From the standpoint of estimating the main contours of human affairs a generation and more from now, there is precious little to be gained in seeking more detail about fundamentalism and its prospects. Though vulnerability to this political plague is greater in the poorer parts of the globe, the prosperous West is far from immune. Viewed from a distance the politics of the end of the twentieth century begins to look like a sea of smoldering ashes, known as institutions, with scatterings of sparks from fundamentalist movements. No doubt that is a gross exaggeration, though hardly more so than the packaged optimism of some second tier western politicians.

Fundamentalism, after all, is only one trend among many, even if it is the most ominous. In taking one last look at the bequests of our century to the next it is appropriate to mention again the encouraging ones. As C. Vann Woodward remarked, the inevitable needs all the opposition it can get because it is generally unpleasant. There are good reasons for holding that some major scourges of the twentieth century, Stalinism, Fascism, concentration camps, and world wars may sharply diminish. Unemployment poses a much bigger question mark, especially for nonwestern countries. Even for them it is impossible to rule out the prospect that the horrors of poverty and disease may, in say another half century, be brought under control by methods that are not altogether repressive. All this, one has to grant without the usual bromide that it can happen only if there are enough men of good will.

The reason for rejecting that condition is simple. Along with the rise of antirationalism, the decline in the influence of good will is the most obvious of the threatening trends in the last years of our century. Good will refers to rough and ready rules found in many cultures. Fairly often religion endorses them, though usually only for persons of the same religion. By and large its essence, for the purposes at hand, is to give the other person or group a leg up or “a break” when there is real trouble, and to treat other people as human beings so far as possible within the constraints of a social relationship and without concern for the color of their skin. How widely these ever applied in the past and the extent to which they can be applied in the present are legitimate and very important questions beyond any discussion here. It may also be a bit unfair to assert that the decline of good will is obvious when there are so many books about cultural decline, the end of community, the rise of mass society, and the like. The trouble is that the diagnoses and remedies in these works—to restore or establish community, religion, free enterprise, bigger and more loveable capitalism, neo-socialism, fundamentalism with a human face and so on—are so dubious that they are difficult to take seriously.

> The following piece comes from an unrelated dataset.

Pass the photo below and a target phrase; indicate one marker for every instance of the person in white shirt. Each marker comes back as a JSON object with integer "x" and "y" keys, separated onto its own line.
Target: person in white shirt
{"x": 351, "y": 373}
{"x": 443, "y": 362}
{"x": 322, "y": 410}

This writer has no special diagnosis and remedy for the decline of good will and other maladies. But one last comment, very much in the spirit of William Graham Sumner, must therefore serve to bring closure. The generalization about human affairs that has probably the most empirical evidence behind it holds that human beings find it extraordinarily difficult to work together peacefully for shared and humane purposes. Yet somehow they manage now and then to do so, if often under duress and despite their inclinations.